Les érudits locaux, animateurs de ces sociétés savantes, ont joué un rôle capital dans la commémoration scientifique de la Révolution dans les petites villes de province. Deux exemples : la Société d'histoire et d'archéologie du Sedanais a monté en septembre une série de trois conférences sur le thème « Les grandes familles de pensée et la Révolution : Francs-maçons - Protestants - Catholiques », avec la collaboration d'un ancien grand-maître du Grand Orient de France, d'un professeur certifié d'histoire et de géographie et d'un prêtre catholique ; la Société historique et archéologique de Pontoise, du Val-d'Oise et du Vexin a préféré, quant à elle, assurer l'édition critique et commentée par l'historien Jacques Dupâquier des cahiers de doléances du Vexin français, en deux gros volumes de plus de 500 pages. D'importants colloques ont renouvelé en profondeur l'interprétation de la Révolution, tels le colloque de Rennes de 1985 sur les Résistances à la Révolution (sous la direction de François Lebrun et de Roger Dupuy) et celui de Chantilly de 1986 sur les Pratiques religieuses dans l'Europe révolutionnaire (sous la direction de Bernard Plongeron).

Enfin, l'économie. En ce domaine, tout n'a pas été un succès. Le Centre d'information des Tuileries, malgré 800 000 visiteurs, a été lourdement déficitaire d'une somme de 45 millions de francs. La labellisation commerciale du Bicentenaire n'a pas donné les résultats escomptés, probablement en raison d'une crédibilité insuffisante du label par rapport aux produits offerts qui n'avaient, le plus souvent, rien à voir avec la Révolution. En revanche, le Centre français des manifestations à l'étranger (CFME) a fait un gros effort de promotion en organisant, dans de grands magasins, quatorze expositions de produits liés au Bicentenaire, dont huit au Japon et quatre aux États-Unis, contre seulement huit en 1988. Par ailleurs, les résultats du tourisme ont été très satisfaisants avec une hausse de 30 % du nombre des touristes étrangers par rapport à l'année précédente.

Pas d'unanimité

Faut-il pour autant en conclure que l'année du Bicentenaire s'est déroulée sous le signe d'une unanimité approbatrice ? Certainement pas. La Révolution française continue de diviser les Français, moins sans doute qu'au xixe siècle, mais ses épisodes sanglants et terroristes, son bilan contrasté, ses indéniables contradictions ont été fort logiquement interprétés de façon diverse, parfois très négative. Même après deux siècles, il serait naïf d'espérer convaincre les descendants des victimes des colonnes infernales en Vendée que la Révolution fut un fraternel et radieux Printemps des Peuples !

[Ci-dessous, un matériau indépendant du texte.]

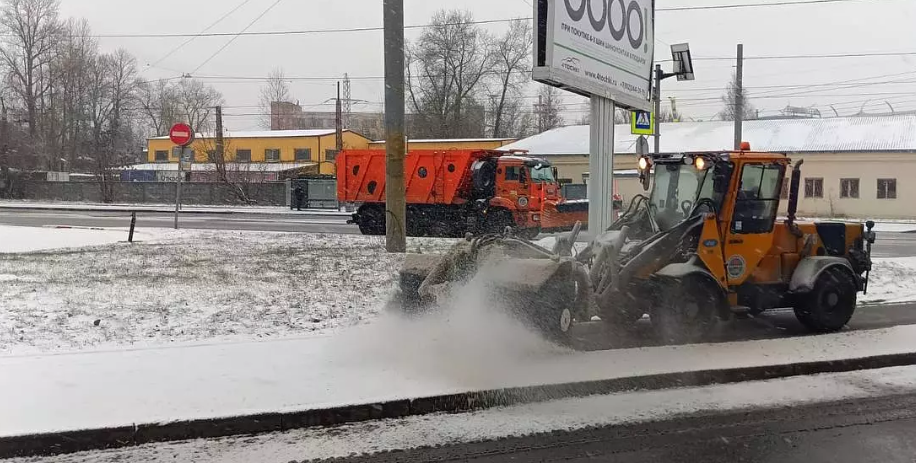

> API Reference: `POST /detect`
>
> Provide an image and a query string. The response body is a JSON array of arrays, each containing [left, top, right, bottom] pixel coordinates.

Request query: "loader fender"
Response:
[[655, 262, 722, 289], [789, 256, 860, 293]]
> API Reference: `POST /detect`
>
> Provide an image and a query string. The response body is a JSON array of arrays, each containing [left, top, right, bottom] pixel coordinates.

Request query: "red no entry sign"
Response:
[[169, 122, 194, 146]]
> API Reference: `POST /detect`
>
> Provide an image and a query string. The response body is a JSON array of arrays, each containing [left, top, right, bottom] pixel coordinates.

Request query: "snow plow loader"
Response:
[[399, 144, 875, 343]]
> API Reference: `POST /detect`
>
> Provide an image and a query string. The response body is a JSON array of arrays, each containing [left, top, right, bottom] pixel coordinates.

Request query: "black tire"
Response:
[[516, 280, 576, 346], [484, 209, 515, 234], [516, 227, 541, 241], [649, 276, 724, 344], [358, 206, 385, 236], [795, 266, 858, 333]]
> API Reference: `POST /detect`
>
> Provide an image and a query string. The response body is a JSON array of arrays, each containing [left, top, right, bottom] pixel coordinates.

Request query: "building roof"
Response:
[[124, 162, 318, 173], [150, 129, 356, 140], [502, 115, 916, 156]]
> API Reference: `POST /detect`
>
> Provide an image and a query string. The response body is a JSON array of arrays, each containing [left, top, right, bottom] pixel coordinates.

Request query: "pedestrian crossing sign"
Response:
[[630, 111, 655, 135]]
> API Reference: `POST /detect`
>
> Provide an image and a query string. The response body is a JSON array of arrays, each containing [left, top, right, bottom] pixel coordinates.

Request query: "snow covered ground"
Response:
[[0, 322, 916, 436], [0, 225, 168, 254], [8, 367, 916, 463], [0, 200, 351, 217], [0, 227, 450, 355], [0, 226, 916, 355]]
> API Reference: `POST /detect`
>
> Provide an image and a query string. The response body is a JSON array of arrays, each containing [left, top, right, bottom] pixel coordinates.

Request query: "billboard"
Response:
[[532, 0, 655, 111]]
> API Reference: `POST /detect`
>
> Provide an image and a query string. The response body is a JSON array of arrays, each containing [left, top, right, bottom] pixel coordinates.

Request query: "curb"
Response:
[[0, 206, 353, 217], [0, 352, 916, 459]]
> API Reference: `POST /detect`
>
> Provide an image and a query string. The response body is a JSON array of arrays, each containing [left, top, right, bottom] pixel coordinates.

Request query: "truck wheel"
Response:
[[359, 207, 385, 235], [649, 276, 723, 344], [795, 266, 856, 333], [484, 209, 515, 234]]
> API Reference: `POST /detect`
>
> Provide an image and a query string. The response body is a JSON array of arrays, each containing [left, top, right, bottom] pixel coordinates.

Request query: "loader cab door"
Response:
[[723, 161, 786, 286], [496, 162, 528, 202]]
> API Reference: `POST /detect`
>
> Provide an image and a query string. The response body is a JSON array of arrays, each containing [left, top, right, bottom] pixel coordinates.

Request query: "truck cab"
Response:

Sans aller jusqu'à une remise en cause globale, une partie de l'opinion publique a été choquée ou agacée par l'excès de promotion médiatique auquel le Bicentenaire a donné lieu ; d'autres ont reproché à la commémoration son coût. Sur ce dernier point, Jean-Noël Jeanneney a répondu que la facture de 325 millions de francs était une fois et demie moins élevée que celle des obsèques de l'empereur du Japon, Hiro-Hito. Plusieurs organes de presse, à droite et à l'extrême droite, ont manifesté une hostilité sans faille à la Révolution et à son Bicentenaire, en particulier la revue L'Anti-89, un mensuel contre-révolutionnaire fondé en 1987 par François Brigneau et les abbés Aulagnier et Coache. Il en a été de même de la station parisienne privée Radio-Courtoisie et, à un degré moindre, du Figaro magazine.

Le point de vue anti-commémorationniste a été défendu avec passion par l'historien Pierre Chaunu dans un livre intitulé le Grand Déclassement. À propos d'une commémoration. L'auteur voit dans les fastes du Bicentenaire une entreprise immorale de désinformation scientifique, d'intoxication idéologique et de manipulation politique. Il estime que la période 1789-1799 coïncide avec le moment où la France rate son passage de la société traditionnelle d'Ancien régime à la société industrielle contemporaine, échec majeur qui s'accompagne d'une baisse démographique, d'un décrochement économique avec le Royaume-Uni et d'une perte de puissance et de dynamisme, masquée par une politique d'agression systématique contre l'Europe qui se prolongera jusqu'en 1815. Partant d'une contestation de la commémoration, Pierre Chaunu aboutit à une remise en cause radicale de la Révolution qu'il appelle avec mépris un « mini-événement » alors qu'il en fait contradictoirement une description apocalyptique et insiste sur ses conséquences catastrophiques. Le ton est excessif, le propos manque de nuance, mais les questions posées sont bien réelles. Au sein de la communauté scientifique, le Bicentenaire a relancé la polémique entre ceux qui conservent de la Révolution une vision globalisante, unanimiste et charismatique et ceux qui insistent, au contraire, sur sa diversité et sur ses contradictions.